Disaster recovery and “high availability” are not the same thing. But, when you plan for infrastructure improvements and maintenance it can be worthwhile to think of them together. Why? Mostly, because both issues require the same mind set. Also, because the two work together and often share infrastructure.
Both disaster recovery planning and high availability planning require that you confront the possibility of bad things happening. You can’t just hope that bad things won’t happen and call it a day. Rather, you need to think about these possible calamities calmly and dispassionately. Of course, you can’t prepare for every possible type of problem that could ever happen, so you really need to figure what is most likely to happen, and what that really could mean for you. Then, you need to explore how best to reduce the impact of those events. And you need to recognize that this is not necessarily a neat and tidy process, with perfect results.
Sometimes planning for high availability reduces the likelihood of needing to go to disaster recovery mode. Other times, disaster recovery mode can reduce the effect of lack of high availability infrastructure. And sometimes the line between the two is blurred. Ultimately, it doesn’t really matter. What matters is whether you have the infrastructure to deal with the curveballs and negative events life throws your way.
What matters is whether you have the infrastructure to deal with the curveballs and negative events life throws your way.
A good starting point for such planning is to ask yourself what types of bad things could happen and how would they affect your ability to operate, absent any mitigation plan in place. Loss of power might make your building effectively inaccessible, and might also severely impair your ability to operate in and outside of your building. Loss of access to your building could keep you from operating as well. For some companies, losing their phone system would effectively shut them down, while for others losing their computer system even with the phone system up will create major issues.
Stick to general types of issues, because otherwise you’ll never get through the list and you’ll never be able to come up with all of the possibilities. After all, how many of us really worry about “weasel shorting out our power” (Large Hadron Collider, April 2016) or “Ants ate through our junction box” (Network World Editor Paul McNamara – twice). But we all know that power outages and telecom failures happen. Likewise, servers and phone systems can go down for a large number of reasons, and things might happen that could keep us out of our building, for reasons mundane, bizarre, or possibly unknown.
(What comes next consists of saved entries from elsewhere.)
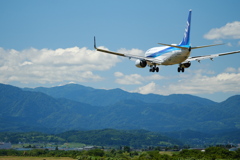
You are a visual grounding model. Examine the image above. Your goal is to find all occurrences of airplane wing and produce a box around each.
[94,37,163,65]
[185,50,240,62]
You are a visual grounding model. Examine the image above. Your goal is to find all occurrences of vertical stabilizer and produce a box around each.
[179,10,192,46]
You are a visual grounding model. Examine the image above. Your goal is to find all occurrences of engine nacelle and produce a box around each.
[180,62,191,68]
[135,59,147,68]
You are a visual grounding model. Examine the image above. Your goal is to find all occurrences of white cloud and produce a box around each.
[226,42,232,47]
[114,72,164,85]
[225,67,237,73]
[20,61,33,66]
[117,48,145,57]
[0,47,120,84]
[136,82,159,94]
[204,21,240,40]
[190,69,215,75]
[145,74,165,81]
[134,68,240,95]
[114,72,124,77]
[114,73,143,85]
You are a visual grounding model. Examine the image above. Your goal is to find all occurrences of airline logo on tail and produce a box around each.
[180,10,191,46]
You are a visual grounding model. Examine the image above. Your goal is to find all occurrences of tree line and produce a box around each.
[0,129,182,148]
[0,147,240,160]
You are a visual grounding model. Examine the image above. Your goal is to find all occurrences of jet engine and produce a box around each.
[180,62,191,68]
[135,59,147,68]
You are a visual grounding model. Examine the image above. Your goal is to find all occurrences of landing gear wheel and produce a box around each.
[150,66,159,72]
[178,67,181,72]
[152,67,156,72]
[178,67,184,73]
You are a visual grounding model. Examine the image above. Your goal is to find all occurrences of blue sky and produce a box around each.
[0,0,240,102]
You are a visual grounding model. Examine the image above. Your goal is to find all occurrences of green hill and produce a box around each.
[1,83,240,136]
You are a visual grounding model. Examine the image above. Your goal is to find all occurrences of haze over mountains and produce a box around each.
[0,83,239,136]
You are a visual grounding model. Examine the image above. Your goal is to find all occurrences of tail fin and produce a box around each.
[179,10,192,46]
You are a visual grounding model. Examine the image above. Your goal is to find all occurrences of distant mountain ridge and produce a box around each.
[24,83,216,106]
[0,83,240,135]
[0,83,97,132]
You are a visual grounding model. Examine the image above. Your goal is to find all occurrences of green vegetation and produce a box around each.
[173,147,240,160]
[0,129,181,148]
[1,83,240,150]
[0,157,73,160]
[0,132,65,144]
[0,147,240,160]
[1,83,240,135]
[2,129,240,148]
[57,129,182,147]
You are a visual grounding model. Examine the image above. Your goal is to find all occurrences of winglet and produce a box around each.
[94,36,97,49]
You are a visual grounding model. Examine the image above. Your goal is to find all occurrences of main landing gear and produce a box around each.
[178,62,191,73]
[149,66,159,72]
[178,67,185,72]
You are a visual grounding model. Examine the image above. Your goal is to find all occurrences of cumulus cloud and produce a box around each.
[224,67,237,73]
[135,68,240,95]
[204,21,240,40]
[136,82,159,94]
[117,48,145,57]
[114,72,164,85]
[114,73,143,85]
[146,74,165,81]
[0,47,120,84]
[226,42,233,47]
[114,72,124,77]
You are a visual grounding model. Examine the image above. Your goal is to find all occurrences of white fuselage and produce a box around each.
[145,46,191,65]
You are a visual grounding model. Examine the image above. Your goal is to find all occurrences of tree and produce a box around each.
[87,149,104,157]
[205,147,234,159]
[177,149,204,159]
[123,146,131,153]
[234,148,240,159]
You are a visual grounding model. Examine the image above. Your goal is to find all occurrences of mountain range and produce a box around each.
[1,83,240,137]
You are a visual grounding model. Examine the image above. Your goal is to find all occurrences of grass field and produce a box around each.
[0,156,74,160]
[159,151,178,156]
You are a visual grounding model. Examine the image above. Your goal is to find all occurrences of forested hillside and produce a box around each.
[24,84,216,106]
[1,83,240,141]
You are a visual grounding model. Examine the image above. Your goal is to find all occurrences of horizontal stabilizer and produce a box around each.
[191,43,224,49]
[158,43,189,50]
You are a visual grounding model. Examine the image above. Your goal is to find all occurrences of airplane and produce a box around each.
[94,10,240,73]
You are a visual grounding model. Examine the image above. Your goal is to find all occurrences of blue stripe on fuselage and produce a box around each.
[146,47,180,58]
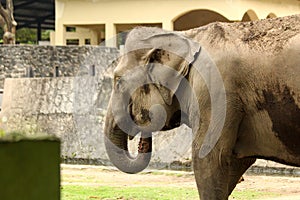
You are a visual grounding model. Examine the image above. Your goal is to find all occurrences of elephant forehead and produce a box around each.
[131,84,164,105]
[125,27,201,64]
[125,35,189,60]
[114,53,147,76]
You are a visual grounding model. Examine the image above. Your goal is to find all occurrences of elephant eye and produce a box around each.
[150,49,163,63]
[114,76,121,83]
[114,76,122,88]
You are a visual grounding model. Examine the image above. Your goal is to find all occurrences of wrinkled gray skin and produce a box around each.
[104,15,300,199]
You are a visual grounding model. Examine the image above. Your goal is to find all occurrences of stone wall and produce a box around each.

When looking at what could go wrong, relate items to other items on your list, while separating out items that could be their own issue. For instance, losing your computer system could be a major show stopping event. It’s also one of the things that is going to happen if you lose power to your building. On the other hand, losing power to your building is not the only way to lose your servers. So, put that on your list and note that it’s one thing that would happen if you lost power to your building.